Because he’s usually a step behind White in the opening – Black has to be wary of setting traps.
Krzysztov Pytel White
Oscar Castro Black
Dortmund 1977
Queen’s Gambit Accepted D20
1 d4 d5 2 c4 dxc4 3 e4 e5 4 ♘f3 exd4 5 ♗xc4 ♘c6
White can see a tactical weakness at f7. But 6 ♕b3 can be safely met by 6...♗b4+ (7 ♘bd2 ♕e7).
6 0-0 ♗g4?
This is based on two traps. The first is 7 ♗xf7+? ♔xf7 8 ♘g5+? ♕xg5! (9 ♕b3+ ♗e6) and Black wins.
7 ♕b3! ♕d7
The second trap is 8 ♕xb7? ♖b8. Black would get a powerful attack, 9 ♕a6 ♗xf3 10 gxf3 ♖b6 11 ♕a4 ♗d6.

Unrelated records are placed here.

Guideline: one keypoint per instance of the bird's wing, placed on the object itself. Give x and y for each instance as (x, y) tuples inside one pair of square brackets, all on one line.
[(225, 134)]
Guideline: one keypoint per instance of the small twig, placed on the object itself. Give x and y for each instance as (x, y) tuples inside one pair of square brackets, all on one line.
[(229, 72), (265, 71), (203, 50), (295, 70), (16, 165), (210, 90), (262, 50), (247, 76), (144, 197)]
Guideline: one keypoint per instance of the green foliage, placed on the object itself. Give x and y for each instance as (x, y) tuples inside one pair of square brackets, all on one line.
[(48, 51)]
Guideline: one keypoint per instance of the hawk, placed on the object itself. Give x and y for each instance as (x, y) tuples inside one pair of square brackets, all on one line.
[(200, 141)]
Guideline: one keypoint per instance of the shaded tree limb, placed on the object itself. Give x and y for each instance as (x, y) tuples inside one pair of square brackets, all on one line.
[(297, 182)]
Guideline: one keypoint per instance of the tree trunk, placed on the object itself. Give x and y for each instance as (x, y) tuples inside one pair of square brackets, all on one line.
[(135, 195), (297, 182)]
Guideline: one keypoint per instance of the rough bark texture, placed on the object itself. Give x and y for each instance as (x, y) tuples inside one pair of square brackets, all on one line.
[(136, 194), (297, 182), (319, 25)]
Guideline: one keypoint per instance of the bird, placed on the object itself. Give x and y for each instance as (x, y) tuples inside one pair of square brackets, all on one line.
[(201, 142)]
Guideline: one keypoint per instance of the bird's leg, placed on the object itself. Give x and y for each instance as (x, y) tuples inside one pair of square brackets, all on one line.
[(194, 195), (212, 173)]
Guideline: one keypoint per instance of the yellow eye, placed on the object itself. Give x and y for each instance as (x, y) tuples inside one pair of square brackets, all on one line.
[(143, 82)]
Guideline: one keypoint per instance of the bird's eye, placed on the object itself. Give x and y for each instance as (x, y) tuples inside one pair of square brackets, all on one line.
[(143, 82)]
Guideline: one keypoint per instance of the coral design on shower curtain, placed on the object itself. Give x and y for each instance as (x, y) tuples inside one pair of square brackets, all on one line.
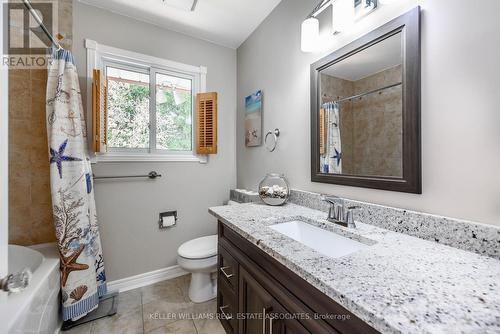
[(83, 279), (331, 161)]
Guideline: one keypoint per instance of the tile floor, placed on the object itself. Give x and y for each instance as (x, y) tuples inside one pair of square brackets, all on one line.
[(148, 310)]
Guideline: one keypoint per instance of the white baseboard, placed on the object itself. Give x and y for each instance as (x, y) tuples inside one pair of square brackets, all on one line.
[(137, 281)]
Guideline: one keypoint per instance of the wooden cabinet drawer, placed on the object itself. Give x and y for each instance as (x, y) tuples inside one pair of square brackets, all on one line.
[(228, 268), (227, 308)]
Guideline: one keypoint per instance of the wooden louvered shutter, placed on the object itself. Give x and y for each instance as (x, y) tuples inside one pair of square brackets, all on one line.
[(206, 110), (322, 131), (99, 112)]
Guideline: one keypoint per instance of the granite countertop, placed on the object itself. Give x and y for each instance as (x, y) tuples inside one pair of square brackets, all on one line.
[(399, 284)]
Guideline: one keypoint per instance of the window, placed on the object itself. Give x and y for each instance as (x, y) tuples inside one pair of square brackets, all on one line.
[(138, 120), (150, 105)]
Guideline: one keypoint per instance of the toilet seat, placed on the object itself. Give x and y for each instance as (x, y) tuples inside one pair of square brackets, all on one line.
[(199, 248)]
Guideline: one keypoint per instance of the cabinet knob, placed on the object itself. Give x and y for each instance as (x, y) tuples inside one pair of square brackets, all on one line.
[(223, 271), (224, 315)]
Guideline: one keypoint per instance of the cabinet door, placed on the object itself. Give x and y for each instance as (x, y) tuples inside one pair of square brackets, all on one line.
[(283, 322), (255, 304)]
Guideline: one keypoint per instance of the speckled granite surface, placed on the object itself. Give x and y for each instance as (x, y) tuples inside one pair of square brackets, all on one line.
[(478, 238), (400, 284)]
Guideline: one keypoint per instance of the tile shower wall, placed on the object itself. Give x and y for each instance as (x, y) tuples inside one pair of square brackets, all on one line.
[(371, 129), (30, 208)]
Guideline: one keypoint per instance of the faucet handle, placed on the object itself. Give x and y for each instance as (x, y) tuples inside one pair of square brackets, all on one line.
[(330, 199), (350, 215)]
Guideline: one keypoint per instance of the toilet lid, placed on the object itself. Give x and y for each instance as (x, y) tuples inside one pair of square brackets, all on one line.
[(199, 248)]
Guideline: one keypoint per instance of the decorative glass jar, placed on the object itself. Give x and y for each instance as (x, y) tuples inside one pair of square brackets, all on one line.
[(274, 189)]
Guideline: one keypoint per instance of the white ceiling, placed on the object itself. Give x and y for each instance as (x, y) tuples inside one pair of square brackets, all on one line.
[(372, 60), (224, 22)]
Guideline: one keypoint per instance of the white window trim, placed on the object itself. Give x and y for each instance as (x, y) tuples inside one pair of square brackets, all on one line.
[(96, 53)]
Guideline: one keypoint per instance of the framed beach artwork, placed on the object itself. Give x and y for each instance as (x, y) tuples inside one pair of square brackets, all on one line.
[(253, 119)]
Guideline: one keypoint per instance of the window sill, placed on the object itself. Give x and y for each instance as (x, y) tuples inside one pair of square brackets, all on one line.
[(117, 157)]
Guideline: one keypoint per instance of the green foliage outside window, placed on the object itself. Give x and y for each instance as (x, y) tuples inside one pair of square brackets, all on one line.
[(128, 118)]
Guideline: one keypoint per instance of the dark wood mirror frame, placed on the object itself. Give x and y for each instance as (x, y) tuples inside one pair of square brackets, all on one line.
[(409, 26)]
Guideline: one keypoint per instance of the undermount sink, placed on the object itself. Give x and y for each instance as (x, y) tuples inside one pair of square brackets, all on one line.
[(322, 241)]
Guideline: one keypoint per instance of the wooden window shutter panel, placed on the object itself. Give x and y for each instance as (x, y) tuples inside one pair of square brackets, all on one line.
[(99, 111), (322, 131), (206, 132)]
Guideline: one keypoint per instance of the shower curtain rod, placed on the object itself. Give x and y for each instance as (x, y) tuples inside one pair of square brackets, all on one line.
[(366, 93), (37, 18)]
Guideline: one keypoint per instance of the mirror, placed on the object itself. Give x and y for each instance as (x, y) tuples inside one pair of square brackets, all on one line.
[(365, 110), (361, 114)]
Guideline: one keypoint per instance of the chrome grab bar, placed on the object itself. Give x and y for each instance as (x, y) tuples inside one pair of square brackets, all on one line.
[(151, 175)]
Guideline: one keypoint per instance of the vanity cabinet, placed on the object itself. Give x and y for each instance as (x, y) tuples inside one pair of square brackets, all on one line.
[(257, 294)]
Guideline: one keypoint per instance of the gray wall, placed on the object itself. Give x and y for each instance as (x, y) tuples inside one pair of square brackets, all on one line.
[(460, 99), (128, 210)]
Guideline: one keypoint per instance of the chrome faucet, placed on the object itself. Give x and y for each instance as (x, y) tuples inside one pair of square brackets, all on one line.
[(337, 213)]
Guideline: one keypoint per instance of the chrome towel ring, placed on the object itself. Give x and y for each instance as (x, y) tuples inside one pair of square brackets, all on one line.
[(275, 134)]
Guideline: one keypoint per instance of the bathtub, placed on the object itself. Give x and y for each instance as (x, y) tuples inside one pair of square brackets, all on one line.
[(36, 309)]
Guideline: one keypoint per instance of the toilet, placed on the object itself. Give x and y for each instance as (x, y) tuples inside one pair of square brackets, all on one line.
[(199, 257)]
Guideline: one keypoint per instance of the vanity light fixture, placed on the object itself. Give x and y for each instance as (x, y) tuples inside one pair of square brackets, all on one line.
[(310, 28), (342, 15), (309, 34)]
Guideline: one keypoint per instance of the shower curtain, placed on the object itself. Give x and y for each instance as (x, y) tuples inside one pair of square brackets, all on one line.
[(83, 279), (332, 161)]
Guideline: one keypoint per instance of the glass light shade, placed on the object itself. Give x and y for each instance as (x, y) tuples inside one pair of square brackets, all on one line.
[(309, 34), (342, 15)]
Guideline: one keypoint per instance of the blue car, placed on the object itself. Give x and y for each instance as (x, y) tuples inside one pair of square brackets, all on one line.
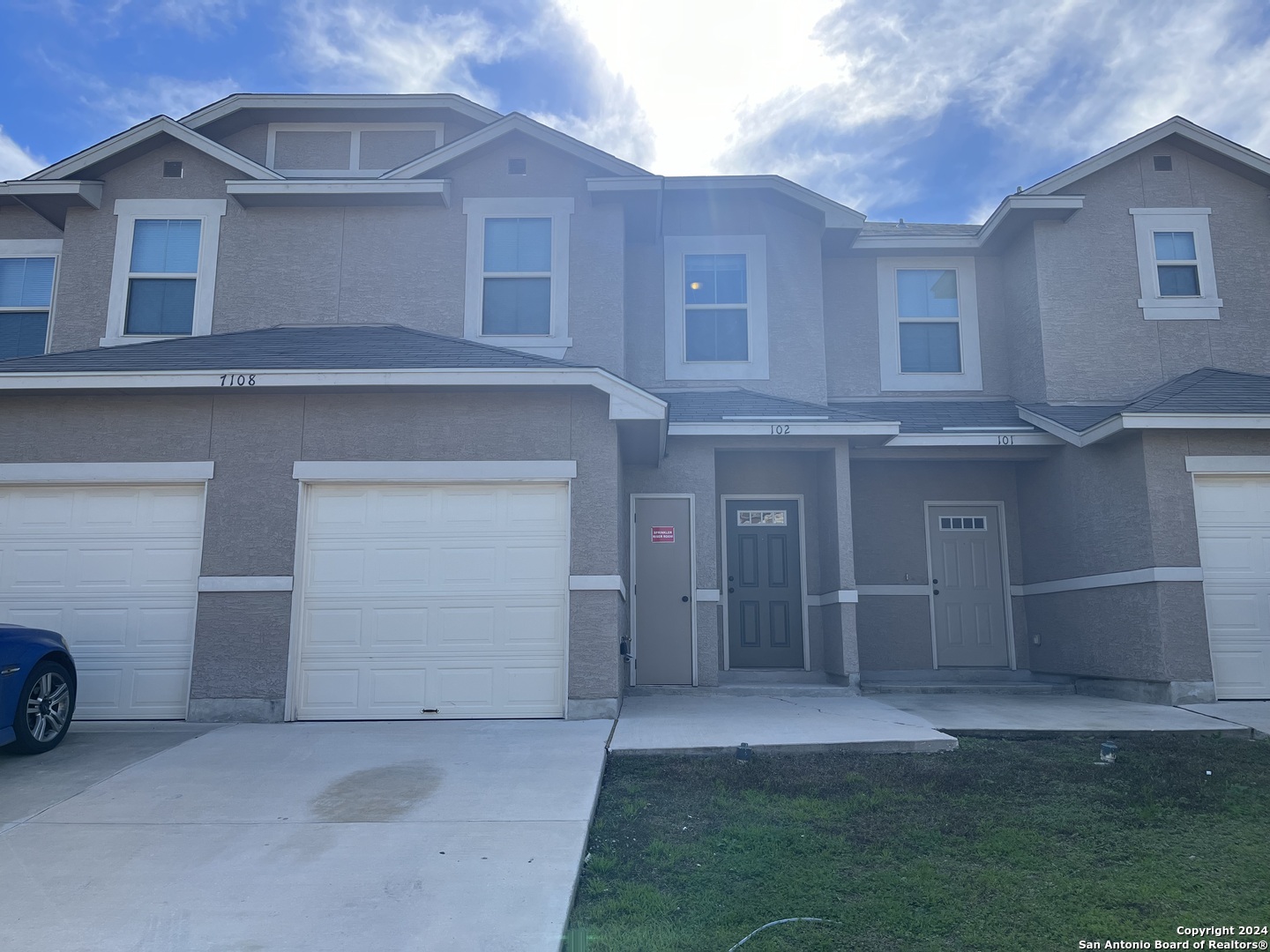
[(37, 688)]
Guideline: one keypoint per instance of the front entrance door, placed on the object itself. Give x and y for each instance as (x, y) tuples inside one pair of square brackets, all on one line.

Question 52: What if 9 ♗xf7+ so that 9...♔xf7 10 ♕xc6 ♔xc6 11 ♘e5+ ?
8 ♗xf7+!
The trapper is trapped. Clearly 8...♔d8 9 ♗xg8 won’t do (9...♗xf3 10 gxf3 ♘a5 11 ♕e6).
8...♕xf7 9 ♕xb7 ♖c8
In a bad position, Black might have gambled on 10...♔d7!?.
The idea is 11 ♕xa8? ♗xf3 12 gxf3 ♗d6.
For example, 13 ♘d2?? ♕f4 and Black wins.
Question 53: What’s wrong with this analysis?
10 ♕xc6+ ♗d7 11 ♕a6 ♘f6 12 e5! ♘e4 13 ♖e1 ♘c5 14 e6!? ♘xe6 15 ♘g5 resigns.
In view of 14...♘xa6 15 exf7+ ♔xf7 16 ♘e5+ ♔e6 17 ♘g6+.
Or 15...♔d8 16 ♗g5+ and mates.
Viktor Korchnoi White
Ilias Nikolopoulos Black
Greece 2002
1 d4 d5 2 c4 dxc4 3 e4 e5 4 ♘f3 exd4 5 ♗xc4 ♘c6 6 0-0 ♗g4? 7 ♕b3! ♘a5? 8 ♗xf7+ ♔e7 9 ♕b5 ♘f6 10 ♕xa5 ♗xf3 11 ♗b3 ♗g4 12 ♕e5+ ♔d7 13 f3! ♗d6 14 ♕b5+ ♔c8 15 fxg4 and White wins.